Ship the goods to a location specified by the buyer. This option is known as a "destination contract." Some destination contracts will involve shipping goods to a third party, who will then hold the goods for the buyer. (The third party in this situation is technically known as a "bailee.") In such situations, the UCC requires the seller to provide the buyer with the necessary documents to allow the buyer to get the goods from the third party.

As a final point, it's worth noting that if the goods are being shipped to the buyer, the buyer has an obligation to provide facilities reasonably suited to receive the goods.

Seller's Duty to Mitigate When the Buyer Breaches

We know that the seller is responsible for performing their obligations under the contract.
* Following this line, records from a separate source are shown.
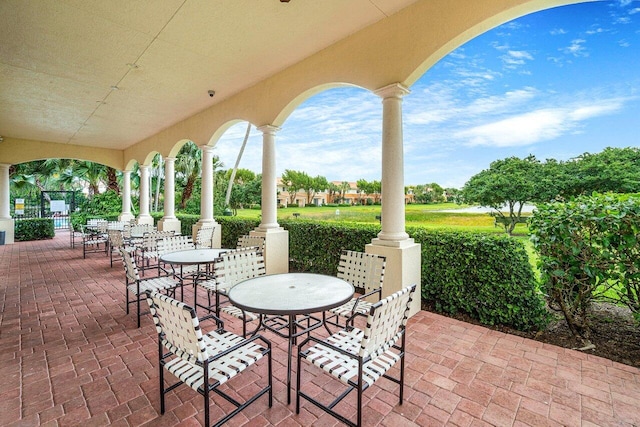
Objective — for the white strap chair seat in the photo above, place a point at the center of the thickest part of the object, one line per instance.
(229, 269)
(345, 368)
(365, 272)
(152, 284)
(138, 287)
(358, 358)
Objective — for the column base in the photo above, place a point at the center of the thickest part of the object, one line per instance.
(126, 216)
(276, 249)
(403, 268)
(217, 232)
(145, 219)
(8, 226)
(170, 224)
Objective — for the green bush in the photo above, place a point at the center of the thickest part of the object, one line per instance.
(588, 248)
(34, 229)
(315, 246)
(485, 276)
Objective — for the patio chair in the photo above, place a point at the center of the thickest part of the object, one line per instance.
(175, 244)
(228, 270)
(204, 237)
(73, 233)
(147, 254)
(91, 241)
(204, 362)
(116, 242)
(136, 287)
(358, 358)
(248, 241)
(366, 273)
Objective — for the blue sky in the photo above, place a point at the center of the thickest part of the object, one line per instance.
(555, 84)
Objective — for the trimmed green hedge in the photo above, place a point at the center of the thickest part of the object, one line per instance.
(485, 276)
(34, 229)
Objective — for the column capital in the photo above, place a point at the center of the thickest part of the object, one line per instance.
(268, 129)
(394, 90)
But what happens when the buyer doesn't perform their obligations and breaches the agreement? In that case, the seller has remedies available just like the buyer. But the seller also has obligations—namely, the duty to mitigate damages.

If a buyer fails to purchase the goods according to the sales agreement—either by wrongfully rejecting the goods, revoking their acceptance of the goods, or not paying for the goods—the seller must make reasonable efforts to sell the goods to another party. If it's a private sale, the seller must give notice to the buyer of the proposed sale.
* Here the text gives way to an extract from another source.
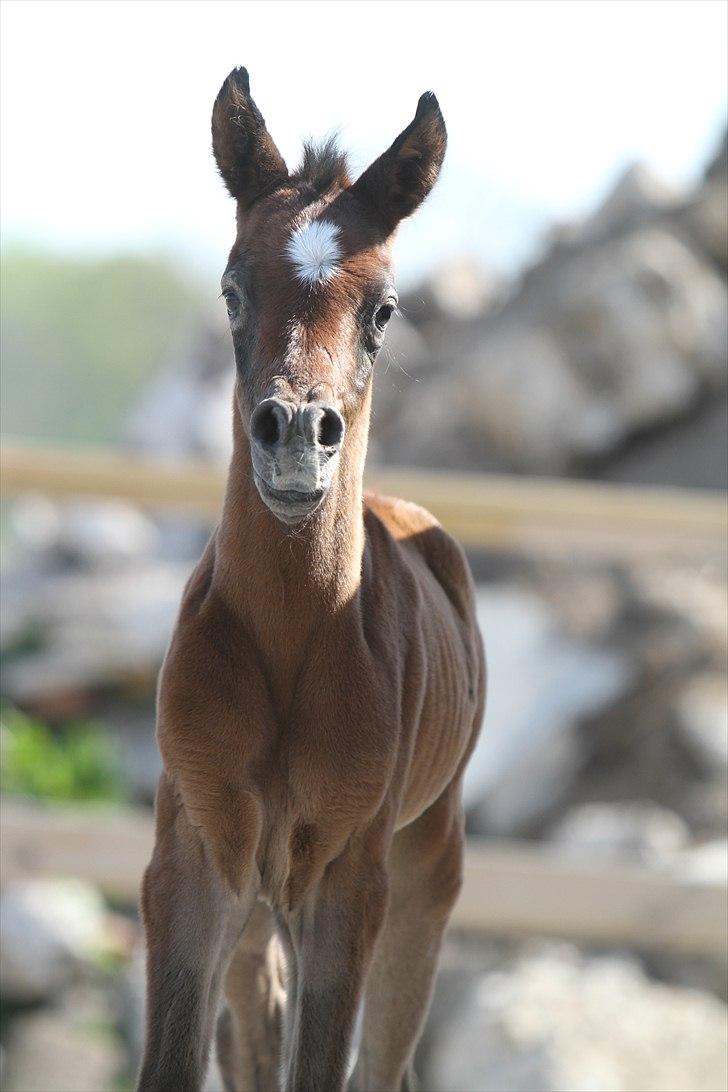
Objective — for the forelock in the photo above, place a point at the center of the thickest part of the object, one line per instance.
(324, 167)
Exceptions to Seller's Duty to Mitigate the Damages

There are several exceptions that might relieve a seller of its duty to mitigate:

  • when the goods can't be resold, such as those ordered on commission, or
  • when the goods are no longer in the seller's possession.

In both instances, the seller would be entitled to damages equal to the full contract price. For example, suppose Oscorp Inc. commissioned an artist, May Parker, to paint a picture of the company's founder, Norman Osborn, for $50,000. May paints the picture and Oscorp wrongfully rejects the painting. Because the painting was ordered on commission and isn't reasonably resalable, May wouldn't have a duty to mitigate the damages.

Calculating the Seller's Damages

If the seller resells the goods, the measure of damages is the difference between the resale price and the contract price, along with any incidental damages. You subtract from this amount any expenses the seller saved as a result of the buyer's breach.

Under the UCC, "incidental damages" are defined as any expenses the seller incurred:

  • to stop the delivery of the goods
  • to transport, care for, and hold the goods after the buyer's breach, and
  • in connection with the return or resale of the goods.

(U.C.C. § 2-710 (2023).)

For example, suppose a manufacturer sold a company 100 construction cones for $3,000 in total. The manufacturer delivers the cones to the company's shop but the company wrongfully refuses to pay, breaching the contract. The manufacturer has to transport the cones back to its warehouse. The manufacturer makes a reasonable effort to find another fit buyer and sells the 100 cones to another business for $2,000. Under the UCC, the manufacturer would be entitled to $1,000 (the difference between the resale price and the contract price) plus the expense of transporting the cones back to its warehouse (the incidental damages).

If, alternatively, the seller can (but has not yet) resold the goods, the measure of damages would be the difference between the contract price and the market price at the time of the buyer's breach.

Additional Guidance for Sellers

While the UCC provides rules to protect businesses and customers, these rules typically align with what most people would view as reasonable. And if there's an issue in the sale, many buyers and sellers can work it out. But if you and the buyer can't find a solution under the UCC rules or you need help interpreting the model code, consider consulting a business lawyer. They can help you find a resolution and advise you on your state's laws as they relate to your situation.